Latest live swearing on UK twitter

 

Richard Stephens

 

School of Psychology, Keele University, United Kindom;

 

 

Funding: This research did not receive any specific grant from funding agencies in the public, commercial, or not-for-profit sectors.

Word Count: XX (Not including reference list)

30 December 2020

 

 

Author Note: Correspondence concerning this article should be addressed to Dr Richard Stephens, School of Psychology, Keele University, UK, ST5 5BG. E-mail: r.stephens@keele.ac.uk.

 

Introduction

            Offensive or obscene language is known as swearing in the UK and cursing in the US (Soanes, 2002). That most languages include swear words (Van Lancker & Cummings, 1999) suggests they fulfil one or more useful functions and researchers have begun to explore what some of the benefits of swearing might be. Repeating a swear word has been found to alleviate the physical pain of immersing one’s hand in ice cold water (Robertson, Robinson & Stephens, 2017; Stephens, Atkins & Kingston, 2009; Stephens & Umland, 2011; Stephens & Robertson, 2020) and the social pain of being ostracised (Philipp & Lombardo, 2017). Swearing also benefits physical tasks that rely on strength and power. Stephens and colleagues (2018), and in addition it augments persuasiveness (Scherer & Sagrin, 2006) and credibility (Rassin & Heijden, 2005).

            This short paper presents the methodology for capturing, disseminating and explaining swearing behaviour on UK twitter.


Methods

Ethics

Research ethics clearance was not required on the basis that Twitter data is freely available and in the public domain. This is in keeping with previous peer-reviewed studies using Twitter scraping methodology (Chehal , Gupta & Gulati, 2020; Dodds, Harris, Kloumann, Bliss & Danforth, 2011; Dzogang, Lightman & Cristianini, 2018; Jones & Silver, 2020; Mitchell, Frank, Harris, Dodds & Danforth, 2013; North , Piwek & Joinson, 2020).

Design

           

Some code was written in R using the rtweet library for twitter scraping. The code accesses twitter via its API version 1.1 and performs a standard search of twitter accounts that have sent recent tweets, returning a sample of recent Tweets published in the past 7 days (https://developer.twitter.com/en/docs/twitter-api/v1/tweets/search/overview). The search was set to retrieve 18000 cases matching the search criteria, which is the maximum number of datasets that can be retrieved in a single search using the free access API. Typically this search returns data for tweets sent over a period ranging from approximately five minutes at peak periods to thirty minutes at low-use periods. Please note that here a “case” consists of a single row of data resulting from the Twitter API v1.1 standard search which returns 90 pieces of data per tweet including the tweet message. The search criteria were: that the tweet was sent from a UK location, defined via the command “geocode='54.20,-2,700km'”, and that retweets are excluded.

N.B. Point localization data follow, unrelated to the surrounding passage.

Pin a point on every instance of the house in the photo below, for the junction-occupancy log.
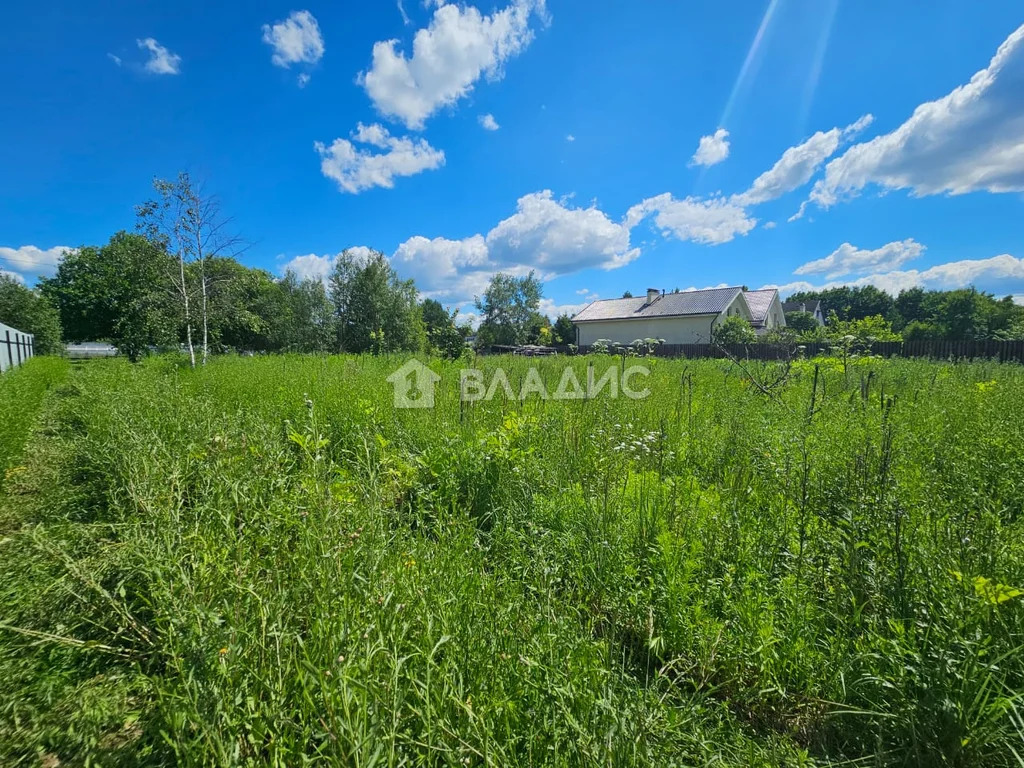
(766, 309)
(814, 307)
(684, 317)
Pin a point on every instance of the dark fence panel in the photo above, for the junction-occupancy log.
(1005, 351)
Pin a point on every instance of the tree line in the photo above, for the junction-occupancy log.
(176, 282)
(914, 313)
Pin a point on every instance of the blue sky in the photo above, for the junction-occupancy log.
(607, 145)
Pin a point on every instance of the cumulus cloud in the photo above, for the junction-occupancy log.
(971, 139)
(449, 56)
(311, 266)
(162, 61)
(356, 169)
(543, 235)
(296, 40)
(712, 150)
(710, 221)
(32, 261)
(799, 164)
(848, 259)
(560, 239)
(999, 273)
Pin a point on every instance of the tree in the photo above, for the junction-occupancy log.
(443, 337)
(734, 330)
(507, 308)
(30, 312)
(866, 330)
(539, 329)
(376, 310)
(801, 322)
(188, 224)
(851, 303)
(116, 292)
(305, 323)
(563, 331)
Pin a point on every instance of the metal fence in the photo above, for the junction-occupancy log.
(15, 347)
(1005, 351)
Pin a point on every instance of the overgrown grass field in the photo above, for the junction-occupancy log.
(264, 562)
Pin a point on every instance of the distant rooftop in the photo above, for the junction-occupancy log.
(711, 301)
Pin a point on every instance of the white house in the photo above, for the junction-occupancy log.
(766, 309)
(684, 317)
(814, 307)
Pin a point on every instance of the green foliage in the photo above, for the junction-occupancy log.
(850, 303)
(31, 312)
(734, 330)
(264, 562)
(509, 309)
(443, 336)
(961, 314)
(376, 310)
(563, 332)
(802, 322)
(864, 331)
(22, 392)
(116, 293)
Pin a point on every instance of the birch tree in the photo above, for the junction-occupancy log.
(189, 225)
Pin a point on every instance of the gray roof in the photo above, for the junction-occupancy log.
(712, 301)
(801, 306)
(760, 303)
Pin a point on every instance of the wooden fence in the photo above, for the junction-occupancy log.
(1005, 351)
(15, 347)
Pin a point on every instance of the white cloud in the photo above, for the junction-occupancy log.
(162, 61)
(799, 164)
(709, 221)
(552, 310)
(296, 40)
(712, 150)
(32, 261)
(320, 267)
(357, 169)
(449, 56)
(544, 235)
(971, 139)
(1000, 274)
(848, 259)
(404, 16)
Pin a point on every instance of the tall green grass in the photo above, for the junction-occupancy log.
(265, 562)
(22, 392)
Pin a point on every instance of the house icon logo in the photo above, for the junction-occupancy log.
(414, 385)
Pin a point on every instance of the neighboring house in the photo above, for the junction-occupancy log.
(814, 307)
(684, 317)
(766, 309)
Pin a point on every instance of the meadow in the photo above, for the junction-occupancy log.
(264, 562)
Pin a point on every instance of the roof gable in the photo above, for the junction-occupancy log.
(760, 304)
(711, 301)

            Next the code filtered out all variables apart from: created_at, text, source, is_quote, is_retweet, favorite_count, retweet_count, quote_count, reply_count, status_url, place_name, place_full_name, place_type, country, country_code, geo_coords, coords_coords, box_coords, location, followers_count, friends_count, listed_count, statuses_count, favourites_count, account_created_at, verified, profile_image_url.

Next the code counted all instances of swear words in the tweet message text. The swear words were: cunt, motherfucker, fuck, wank, bastard, prick, bollocks, arsehole, twat, piss, shit, dickhead, bugger, sodding, crap and bloody. This set was based on Millwood-Hargrave’s (2000; p9) list of swear words in her report commissioned by the Advertising Standards Authority, British Broadcasting Corporation, Broadcasting Standards Commission and the Independent Television Commission. Cases for which messages did not contain one or more of the listed swear words were then filtered out. Typically, this reduced the sample to approximately 600-1000 cases. For each search, a single line of data was appended to a file for analysis consisting of: Start date and time, End date and time, a count of the frequency with each swear word appeared in that search, a count of the total number of swear words, the mean number of followers, statuses and favourites associated with each case, and the number of verified users that had used at least one swear word. Swearing tweets and associated data were saved in an archive.

Finally, some code was written in the R package rtweet that returned the UK trends on each occasion that a full search was run. The search for UK trends returns the top 50 trending items on Twitter at the time of the search. Each trend item is accompanied by a “tweet volume” figure, that is, the number of tweets including each term, although for around half of trending items, this datum is missing for Twitter API v1.1 (reference). Twitter trend data were compiled into a wordcloud using the wordcloud R package. Only trends whose relative influence could be characterised by a “tweet volume” datum were included in the wordcloud, and this datum was used to determine the size of items in the wordcloud.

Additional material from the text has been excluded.